A man fires a bullet of mass 100 g at a speed of 75 ms–1. The gun is of 3 kg mass. What is the recoil velocity of the gun?
@Callisto and @hartnn @Xishem
oh k so I did like this: given \(m_1\) = 0.1 kg. and \(m_2 \) = 3 kg. u = \(75 ms^{-1}\) recoil velocity = v 0 = 0.1 * 75 +3 v 0 = 7.5 + 3v -3v = 7.5 v = \(\frac{7.5}{3}=\frac{75}{30}=\frac{15}{6}=2.5 ms^{-1}\)
hence recoil velocity = 2.5 \(ms^{-1}\)
M i right? if yes then why does the book says the answer as "0.25 m/s" ?

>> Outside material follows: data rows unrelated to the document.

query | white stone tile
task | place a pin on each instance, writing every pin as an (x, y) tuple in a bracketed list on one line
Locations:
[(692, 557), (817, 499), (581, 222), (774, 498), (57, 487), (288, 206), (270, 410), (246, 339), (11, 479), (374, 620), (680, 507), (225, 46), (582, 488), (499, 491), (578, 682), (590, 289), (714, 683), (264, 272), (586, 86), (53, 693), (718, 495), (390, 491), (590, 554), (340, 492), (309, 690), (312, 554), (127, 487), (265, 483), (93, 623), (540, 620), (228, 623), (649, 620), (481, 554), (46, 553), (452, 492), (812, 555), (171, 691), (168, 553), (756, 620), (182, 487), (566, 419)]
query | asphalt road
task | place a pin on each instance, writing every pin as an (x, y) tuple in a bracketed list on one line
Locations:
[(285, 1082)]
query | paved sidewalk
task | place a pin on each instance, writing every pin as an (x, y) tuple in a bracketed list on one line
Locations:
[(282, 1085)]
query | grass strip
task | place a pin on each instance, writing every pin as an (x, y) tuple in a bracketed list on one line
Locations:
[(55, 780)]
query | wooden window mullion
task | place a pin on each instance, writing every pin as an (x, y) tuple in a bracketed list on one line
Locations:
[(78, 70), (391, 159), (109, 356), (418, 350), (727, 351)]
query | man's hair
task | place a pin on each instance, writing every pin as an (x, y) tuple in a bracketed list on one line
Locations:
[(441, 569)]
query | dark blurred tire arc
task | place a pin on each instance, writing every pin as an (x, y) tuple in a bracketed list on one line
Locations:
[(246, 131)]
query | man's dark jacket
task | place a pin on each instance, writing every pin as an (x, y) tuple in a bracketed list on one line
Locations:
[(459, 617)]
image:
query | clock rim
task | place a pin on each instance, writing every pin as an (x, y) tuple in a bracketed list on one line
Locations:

yea~ using the momentum equation m1v1=m2v2 so 0.1(75)=3v2 v2=7.5/3 =2.5 m/s probably the answer is wrong ;)
yes you're right
just use conservation of momentum...momentum is not conserved ideally though
hmn so the book is wrong?
for sure..coz i can't see any fault in this calculation...what does your book say?
0.25 m/s
@mathslover your answer is correct.
nope it will be 2.5
thanks a lot all : @ghazi @Kystal @sami-21
:) YW
V = -mv/M
= -0.1*75/3 = -2.5m/s
-ve sign rep the velocity is the opp direction..))
It sure seems like your book is wrong a lot :P.